Being hyper-aroused is a common experience for adult survivors. It can include:
- Having a difficult time falling or staying asleep.
- Feeling more irritable or having outbursts of anger.
- Having difficulty concentrating.
- Feeling constantly ‘on guard’ or like danger is lurking around every corner.
- Being ‘jumpy’ or easily startled (Giarratano, 2004a)
A state of hyper-arousal is a natural response to a dangerous situation or threat. Many survivors of trauma and abuse remain in a constant state of alarm because the fight/flight response is triggered repeatedly (Giarratano, 2004b), and without evident purpose (Cloitre, Cohen, & Koenen, 2006). Anger can also be a feature of a survivor's response to trauma and abuse as it is a core component of the survival response. Anger helps people cope with life's adversities by providing increased energy in the face of obstacles.
Anxiety is common among trauma survivors as it is typically generated by experiences that are unpredictable, uncontrollable, or unfamiliar, i.e. the characteristics of trauma, abuse or danger.
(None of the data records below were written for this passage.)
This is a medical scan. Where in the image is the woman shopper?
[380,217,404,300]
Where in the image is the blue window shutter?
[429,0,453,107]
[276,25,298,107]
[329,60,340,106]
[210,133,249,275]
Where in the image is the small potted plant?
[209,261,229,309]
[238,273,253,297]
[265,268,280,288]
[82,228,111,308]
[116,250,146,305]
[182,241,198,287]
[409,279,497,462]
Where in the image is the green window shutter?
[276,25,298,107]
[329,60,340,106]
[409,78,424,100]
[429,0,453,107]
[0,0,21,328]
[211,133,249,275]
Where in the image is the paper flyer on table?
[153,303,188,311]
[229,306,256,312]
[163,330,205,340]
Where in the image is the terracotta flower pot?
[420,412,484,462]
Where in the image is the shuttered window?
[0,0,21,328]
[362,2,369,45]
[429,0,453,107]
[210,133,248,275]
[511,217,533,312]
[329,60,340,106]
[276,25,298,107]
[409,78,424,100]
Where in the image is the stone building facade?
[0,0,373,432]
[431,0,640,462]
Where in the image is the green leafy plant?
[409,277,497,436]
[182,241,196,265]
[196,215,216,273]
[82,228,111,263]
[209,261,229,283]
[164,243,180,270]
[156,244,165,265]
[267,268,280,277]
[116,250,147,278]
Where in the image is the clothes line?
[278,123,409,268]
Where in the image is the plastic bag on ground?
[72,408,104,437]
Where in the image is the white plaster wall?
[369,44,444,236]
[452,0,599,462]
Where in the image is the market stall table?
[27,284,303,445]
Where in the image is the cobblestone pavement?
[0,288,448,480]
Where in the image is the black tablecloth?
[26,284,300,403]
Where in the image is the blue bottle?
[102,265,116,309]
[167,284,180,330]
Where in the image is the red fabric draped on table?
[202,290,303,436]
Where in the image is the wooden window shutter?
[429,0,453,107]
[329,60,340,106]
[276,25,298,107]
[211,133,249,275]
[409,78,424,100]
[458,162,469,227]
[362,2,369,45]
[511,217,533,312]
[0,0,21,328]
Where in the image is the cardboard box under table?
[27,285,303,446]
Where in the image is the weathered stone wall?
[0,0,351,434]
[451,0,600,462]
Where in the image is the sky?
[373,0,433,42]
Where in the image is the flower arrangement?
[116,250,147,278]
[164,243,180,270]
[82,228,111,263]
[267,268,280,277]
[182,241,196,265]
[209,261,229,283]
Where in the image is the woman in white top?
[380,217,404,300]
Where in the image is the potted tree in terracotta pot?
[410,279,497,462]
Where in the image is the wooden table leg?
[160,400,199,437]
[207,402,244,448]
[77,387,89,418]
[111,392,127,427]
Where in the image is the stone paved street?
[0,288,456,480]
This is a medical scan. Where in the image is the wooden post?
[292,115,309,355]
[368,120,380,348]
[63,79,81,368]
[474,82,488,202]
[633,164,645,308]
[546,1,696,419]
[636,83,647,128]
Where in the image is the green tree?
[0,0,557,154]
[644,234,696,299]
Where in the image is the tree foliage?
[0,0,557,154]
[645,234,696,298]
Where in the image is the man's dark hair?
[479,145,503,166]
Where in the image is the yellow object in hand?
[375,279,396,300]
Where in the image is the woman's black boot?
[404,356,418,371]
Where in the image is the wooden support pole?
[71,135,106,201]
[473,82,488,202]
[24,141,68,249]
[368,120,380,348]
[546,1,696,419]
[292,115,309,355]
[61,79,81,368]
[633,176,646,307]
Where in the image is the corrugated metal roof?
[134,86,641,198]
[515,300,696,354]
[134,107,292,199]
Anxiety ensures readiness for coping with an unidentified danger (Cloitre et al., 2006) and has an adaptive function. This may be because multiple, unidentified trauma reminders exist in the environment that trigger anxiety, or because trauma causes survivors to psychologically and biologically adapt to ‘living in a dangerous world’ (Cloitre et al., 2006). Teicher (2002) explains that early exposure to stress creates molecular and neurobiological changes, altering neural development so the adult brain can survive in a dangerous world.
In situations of early childhood trauma and abuse, the trauma and shock interferes with the ability to regulate emotions, causing frequent episodes of extreme/out of control emotions, including anger and rage (Linehan, 1993a).
An understanding of the neurophysiology of arousal as well as tools to help reduce arousal can help adult survivors cope better.